In the course of a briefing in Rawalpindi on how the army had, by their account, crushed the Pakistan Taliban terrorists in the Swat Valley in 2009, Pakistan's chief military spokesman admitted that public anger against U.S. drones could get out of hand. "But it is for the political leadership to take a decision," said Major-General Athar Abbas, director-general of Inter-Services Public Relations.

Former foreign secretary Riaz Hussain Khokhar, also once ambassador to China and high commissioner to India, was unsparing in his criticism.

"There is no legal basis for the drone attacks, they are against international law. It is a most merciless manner of attacking another country, and doesn't serve any useful purpose," he told me in Islamabad.

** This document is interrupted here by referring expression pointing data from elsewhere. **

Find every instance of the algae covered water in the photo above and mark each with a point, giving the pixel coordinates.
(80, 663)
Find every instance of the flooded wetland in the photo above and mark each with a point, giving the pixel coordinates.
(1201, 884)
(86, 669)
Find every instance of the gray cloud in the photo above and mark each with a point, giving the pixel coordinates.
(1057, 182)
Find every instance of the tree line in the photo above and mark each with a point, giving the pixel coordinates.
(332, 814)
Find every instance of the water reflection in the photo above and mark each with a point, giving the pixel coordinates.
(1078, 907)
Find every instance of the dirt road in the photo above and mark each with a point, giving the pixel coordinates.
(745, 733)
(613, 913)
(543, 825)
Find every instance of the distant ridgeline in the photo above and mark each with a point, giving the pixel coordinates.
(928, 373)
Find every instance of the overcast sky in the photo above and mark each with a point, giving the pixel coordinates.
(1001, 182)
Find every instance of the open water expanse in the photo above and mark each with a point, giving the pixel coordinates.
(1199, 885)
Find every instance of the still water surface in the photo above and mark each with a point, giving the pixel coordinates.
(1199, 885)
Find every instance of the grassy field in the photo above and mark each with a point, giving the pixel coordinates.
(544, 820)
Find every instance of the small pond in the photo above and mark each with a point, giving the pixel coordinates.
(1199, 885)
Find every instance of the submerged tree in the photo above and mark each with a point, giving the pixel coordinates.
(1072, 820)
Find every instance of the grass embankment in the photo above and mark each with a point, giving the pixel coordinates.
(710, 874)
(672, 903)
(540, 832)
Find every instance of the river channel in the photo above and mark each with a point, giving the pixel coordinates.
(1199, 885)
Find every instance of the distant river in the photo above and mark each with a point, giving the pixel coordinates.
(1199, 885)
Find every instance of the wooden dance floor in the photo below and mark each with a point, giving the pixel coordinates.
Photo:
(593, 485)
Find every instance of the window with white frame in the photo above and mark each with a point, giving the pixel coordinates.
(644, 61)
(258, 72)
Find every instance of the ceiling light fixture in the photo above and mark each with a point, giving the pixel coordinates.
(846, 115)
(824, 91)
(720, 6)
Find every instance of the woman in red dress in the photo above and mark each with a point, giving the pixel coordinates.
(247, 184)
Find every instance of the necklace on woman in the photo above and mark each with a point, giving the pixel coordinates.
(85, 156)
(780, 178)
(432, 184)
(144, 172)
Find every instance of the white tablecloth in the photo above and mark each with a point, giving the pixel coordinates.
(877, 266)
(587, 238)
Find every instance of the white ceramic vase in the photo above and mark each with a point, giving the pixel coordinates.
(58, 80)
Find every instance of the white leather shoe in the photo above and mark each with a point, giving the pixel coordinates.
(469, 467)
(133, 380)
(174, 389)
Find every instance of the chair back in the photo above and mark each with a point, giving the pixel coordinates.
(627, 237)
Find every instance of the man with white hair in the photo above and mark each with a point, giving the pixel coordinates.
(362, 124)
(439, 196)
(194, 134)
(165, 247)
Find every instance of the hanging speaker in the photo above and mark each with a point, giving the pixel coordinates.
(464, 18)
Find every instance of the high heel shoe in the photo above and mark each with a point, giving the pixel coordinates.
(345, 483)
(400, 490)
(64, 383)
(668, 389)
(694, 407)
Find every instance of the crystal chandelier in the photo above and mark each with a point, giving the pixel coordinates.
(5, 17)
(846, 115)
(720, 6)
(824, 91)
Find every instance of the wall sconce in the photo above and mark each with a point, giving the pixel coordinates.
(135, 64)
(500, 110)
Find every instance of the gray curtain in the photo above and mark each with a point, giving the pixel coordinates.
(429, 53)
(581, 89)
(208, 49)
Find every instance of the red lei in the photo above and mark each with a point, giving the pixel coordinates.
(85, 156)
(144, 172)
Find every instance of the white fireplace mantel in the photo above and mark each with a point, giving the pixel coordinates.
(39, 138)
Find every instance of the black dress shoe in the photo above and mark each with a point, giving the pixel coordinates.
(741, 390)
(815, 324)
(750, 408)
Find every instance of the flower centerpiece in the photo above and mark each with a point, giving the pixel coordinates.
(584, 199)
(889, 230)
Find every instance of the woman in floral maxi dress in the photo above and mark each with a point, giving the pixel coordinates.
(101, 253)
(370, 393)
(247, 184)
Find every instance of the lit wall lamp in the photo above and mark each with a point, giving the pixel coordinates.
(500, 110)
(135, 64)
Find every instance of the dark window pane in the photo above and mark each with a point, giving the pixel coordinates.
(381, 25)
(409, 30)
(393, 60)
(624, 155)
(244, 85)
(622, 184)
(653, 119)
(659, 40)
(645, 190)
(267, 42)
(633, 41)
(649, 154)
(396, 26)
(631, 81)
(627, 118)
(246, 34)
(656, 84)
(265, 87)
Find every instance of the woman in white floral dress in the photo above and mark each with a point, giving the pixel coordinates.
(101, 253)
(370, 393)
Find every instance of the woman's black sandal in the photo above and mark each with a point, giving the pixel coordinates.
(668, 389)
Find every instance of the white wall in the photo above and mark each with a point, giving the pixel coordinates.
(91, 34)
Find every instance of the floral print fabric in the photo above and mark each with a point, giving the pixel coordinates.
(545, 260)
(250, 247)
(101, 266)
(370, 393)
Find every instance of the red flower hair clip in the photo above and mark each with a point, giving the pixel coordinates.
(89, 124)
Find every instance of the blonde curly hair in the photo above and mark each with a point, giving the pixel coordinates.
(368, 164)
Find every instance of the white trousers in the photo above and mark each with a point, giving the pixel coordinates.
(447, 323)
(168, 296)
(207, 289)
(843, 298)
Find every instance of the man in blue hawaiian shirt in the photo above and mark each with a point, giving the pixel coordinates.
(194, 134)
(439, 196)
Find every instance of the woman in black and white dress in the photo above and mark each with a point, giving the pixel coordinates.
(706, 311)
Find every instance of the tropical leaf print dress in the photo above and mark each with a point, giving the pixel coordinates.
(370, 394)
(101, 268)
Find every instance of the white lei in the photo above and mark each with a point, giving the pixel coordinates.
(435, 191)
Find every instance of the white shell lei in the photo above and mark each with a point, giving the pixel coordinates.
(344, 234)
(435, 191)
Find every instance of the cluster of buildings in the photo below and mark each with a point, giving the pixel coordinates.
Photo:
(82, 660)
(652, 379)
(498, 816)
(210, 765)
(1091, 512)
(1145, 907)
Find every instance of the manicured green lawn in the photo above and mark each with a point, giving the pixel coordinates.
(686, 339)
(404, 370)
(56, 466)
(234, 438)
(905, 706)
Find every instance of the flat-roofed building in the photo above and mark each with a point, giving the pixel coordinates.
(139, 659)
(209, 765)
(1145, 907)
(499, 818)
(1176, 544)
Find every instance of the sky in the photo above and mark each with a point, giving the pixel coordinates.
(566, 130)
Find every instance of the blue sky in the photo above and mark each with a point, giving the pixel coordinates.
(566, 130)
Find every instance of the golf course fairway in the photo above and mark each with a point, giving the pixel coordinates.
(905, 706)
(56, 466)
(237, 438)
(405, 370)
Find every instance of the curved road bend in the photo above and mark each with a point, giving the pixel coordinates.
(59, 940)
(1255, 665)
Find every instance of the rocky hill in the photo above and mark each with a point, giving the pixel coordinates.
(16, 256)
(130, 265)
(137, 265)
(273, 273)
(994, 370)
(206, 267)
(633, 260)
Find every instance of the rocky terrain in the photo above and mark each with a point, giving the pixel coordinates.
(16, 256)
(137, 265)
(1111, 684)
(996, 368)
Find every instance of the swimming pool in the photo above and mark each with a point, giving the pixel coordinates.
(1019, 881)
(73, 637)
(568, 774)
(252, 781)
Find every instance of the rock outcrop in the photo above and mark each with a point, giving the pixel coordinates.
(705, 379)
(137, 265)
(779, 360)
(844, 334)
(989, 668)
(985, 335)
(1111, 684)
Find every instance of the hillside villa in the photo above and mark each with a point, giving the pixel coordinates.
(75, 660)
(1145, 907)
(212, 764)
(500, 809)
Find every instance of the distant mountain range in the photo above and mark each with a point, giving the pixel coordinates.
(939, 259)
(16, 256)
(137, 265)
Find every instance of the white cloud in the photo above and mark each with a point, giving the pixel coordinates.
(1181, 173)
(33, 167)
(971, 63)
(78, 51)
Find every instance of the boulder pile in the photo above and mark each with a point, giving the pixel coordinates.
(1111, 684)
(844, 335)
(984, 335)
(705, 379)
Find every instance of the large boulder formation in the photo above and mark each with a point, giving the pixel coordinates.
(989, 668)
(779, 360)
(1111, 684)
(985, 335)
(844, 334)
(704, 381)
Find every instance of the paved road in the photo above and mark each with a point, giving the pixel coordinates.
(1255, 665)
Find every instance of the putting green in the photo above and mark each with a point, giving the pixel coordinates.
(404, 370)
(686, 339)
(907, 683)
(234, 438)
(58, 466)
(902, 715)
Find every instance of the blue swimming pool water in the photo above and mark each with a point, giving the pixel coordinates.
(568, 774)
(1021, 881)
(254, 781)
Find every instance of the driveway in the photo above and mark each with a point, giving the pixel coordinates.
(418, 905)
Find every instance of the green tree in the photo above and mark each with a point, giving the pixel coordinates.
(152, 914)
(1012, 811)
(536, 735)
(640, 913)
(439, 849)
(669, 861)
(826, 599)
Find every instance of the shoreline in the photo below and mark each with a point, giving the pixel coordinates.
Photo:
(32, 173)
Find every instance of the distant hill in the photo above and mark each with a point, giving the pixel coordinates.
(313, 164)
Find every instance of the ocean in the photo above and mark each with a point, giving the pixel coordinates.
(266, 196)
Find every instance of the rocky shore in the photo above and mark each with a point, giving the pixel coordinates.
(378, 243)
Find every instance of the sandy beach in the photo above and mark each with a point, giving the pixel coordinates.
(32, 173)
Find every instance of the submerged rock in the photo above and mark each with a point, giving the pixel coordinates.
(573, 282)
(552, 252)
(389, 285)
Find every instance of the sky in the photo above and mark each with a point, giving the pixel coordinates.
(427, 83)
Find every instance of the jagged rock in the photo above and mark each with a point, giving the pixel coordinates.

Khokhar said that U.S.-Pakistan relations were never free of problems. "Now it is troubled, marked by suspicion and mistrust. The two sides have to sort it out – that's not easy, but not impossible either," he observed.

Another former ambassador to the U.S. and UK, Maleeha Lodhi, argues in her introduction to the book Pakistan: Beyond the 'Crisis State' that Pakistan is a "client state" of the U.S. As both a high-level diplomat and former editor of prominent Pakistani newspapers, Lodhi speaks with an insider's authority.

But Ashraf Jehangir Qazi, also a former ambassador to the U.S. and China, argued that the U.S. and Pakistan are indispensable for each other "because of Afghanistan, 9/11 and 11/26 (the terrorist attack on Mumbai), but also much else."

In his view, there is a "contingent relationship" between the U.S. and Pakistan rather than a strategic one, although the two countries have common strategic objectives. Qazi, now director-general of the Institute of Strategic Studies in Islamabad, described contingent relationship as being "from time to time and issue to issue."

The intensity of discussion, and the public anger at both terrorist attacks and U.S. overreach, shows one thing: Despite internal conflicts and external intrusions, Pakistan's civil society continues to be as vibrant and outspoken as ever.

Perhaps the U.S. should learn to respect this spirit of discussion and argument, and the diverse views of the Pakistani people, rather than treating their ally as little more than a tool to be used against terrorism.

*This article was first carried by www.globaltimes.cn. The writer, who recently travelled to Pakistan at the invitation of the Government of Pakistan, is a former Editor of Sunday Mail and has worked with leading newspapers in India and abroad. He was Senior Editor and Writer with China Daily and Global Times in Beijing. For nearly 20 years before that he was a senior editor with The Times of India and The Tribune. Besides commentaries on foreign affairs and politics, he has written books, monographs, reports and papers. He is co-editor of the book State of Nepal.